Stop in the Name of Love – of Country
The conduct of the New York State Metropolitan Transit Authority (MTA) in rehabilitating the Verrazano-Narrows Bridge can only be described as anti-American.
The MTA plans to send $235.7 million of Americans’ hard-earned toll dollars to China for foreign steel and foreign fabrication to renovate a bridge over the Hudson River that Americans built with American steel and American fabrication 50 years ago.
The MTA must stop. It must stop converting this American landmark – the longest suspension bridge in North America – into a foreign-made object. The MTA must stop. It must stop eroding American manufacturing, spurning American workers and wounding the American economy. The MTA must immediately stop stimulating the Chinese economy, employing Chinese workers with American toll dollars, transferring technological skills overseas and heightening Chinese power over America by enlarging the trade deficit. The MTA must stop, now, and buy American.
It’s the MTA’s contention that it can dodge buy American requirements because it is repairing the bridge with toll dollars, not tax dollars. The MTA used this contrivance to buy 15,000 tons of steel plate from state-owned and subsidized Anshan Iron & Steel Group of China and fabrication work from the China Railway Shanhaiguan Bridge Group.
Responding to criticism that MTA, a government agency, shirked buy American requirements, the authority’s executive director Thomas F. Prendergast said American corporations and workers weren’t capable of doing the work. America is not number one, Prendergast said. American manufacturers and American workers are just not as competent as the Chinese, according to the MTA.
This is exactly what Caltrans contended when it purchased Chinese steel and Chinese manufacturing for the Bay Bridge construction in California – after refusing federal aid so it could duck buy American provisions. Americans just couldn’t do the work, Caltrans contended. And yet, American firms that bid on the project said they could. Caltrans ended up sending dozens of experts to China to babysit its contractors there; inspectors repeatedly discovered defects in welds, and the steel arrived from China 15 months late.

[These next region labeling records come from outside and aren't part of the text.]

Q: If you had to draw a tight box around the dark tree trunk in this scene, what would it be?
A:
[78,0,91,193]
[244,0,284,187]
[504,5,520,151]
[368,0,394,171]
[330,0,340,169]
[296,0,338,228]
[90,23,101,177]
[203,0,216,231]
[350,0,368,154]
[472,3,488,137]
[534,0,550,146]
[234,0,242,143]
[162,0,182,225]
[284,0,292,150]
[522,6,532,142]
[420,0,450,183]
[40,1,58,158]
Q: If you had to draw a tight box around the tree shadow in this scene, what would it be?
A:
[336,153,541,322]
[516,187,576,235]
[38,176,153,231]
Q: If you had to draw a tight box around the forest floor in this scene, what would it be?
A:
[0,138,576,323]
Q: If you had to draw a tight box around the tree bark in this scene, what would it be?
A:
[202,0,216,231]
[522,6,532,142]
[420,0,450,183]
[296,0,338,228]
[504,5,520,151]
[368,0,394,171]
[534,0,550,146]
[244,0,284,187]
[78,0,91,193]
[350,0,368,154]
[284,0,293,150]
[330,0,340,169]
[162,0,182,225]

Caltrans said the bid from the consortium of American firms was too high, and the proposal would have delayed the project. But with hundreds of millions in cost overruns and a year’s delay attributable to the foreign purchases, the difference between the two bids at this point is negligible.
But it’s too late now. Caltrans denied American corporations the contracts, American workers the jobs, the American economy the boost. Caltrans contributed to the bleeding of American manufacturing jobs, 6,000 of which were lost just last month. MTA plans to join Caltrans in thwarting the Obama administration’s effort to create 1 million new manufacturing jobs.
With precious little effort, the United Steelworkers found two American bridge fabricators that said they could meet MTA’s requirements for specialized orthotropic steel decking for the Verrazano-Narrows Bridge. Both are located in eastern Pennsylvania within 100 miles of the Verrazano-Narrows Bridge site.
One was cleared by a bonding company, lined up financing and prepared to meet the MTA’s construction schedule. Also in eastern Pennsylvania, Lehigh University’s Advanced Technology for Large Structural Systems Center tested full-scale prototypes of the orthotropic steel panels for the Verrazano-Narrows Bridge.
Both American bridge fabricators were prepared to use American-made steel, which would employ Americans in good, family-supporting jobs in mills that are required to control emissions and that wouldn’t have contributed to pollution by hauling steel halfway around the world.
MTA ignored all that and went to China for the steel and fabrication. It ignored Americans’ strong desire for government agencies to buy American, with 90 percent of Republicans and Democrats supporting buy American for public works projects. MTA ignored untold hidden costs of buying foreign – including pollution, quality concerns and delays.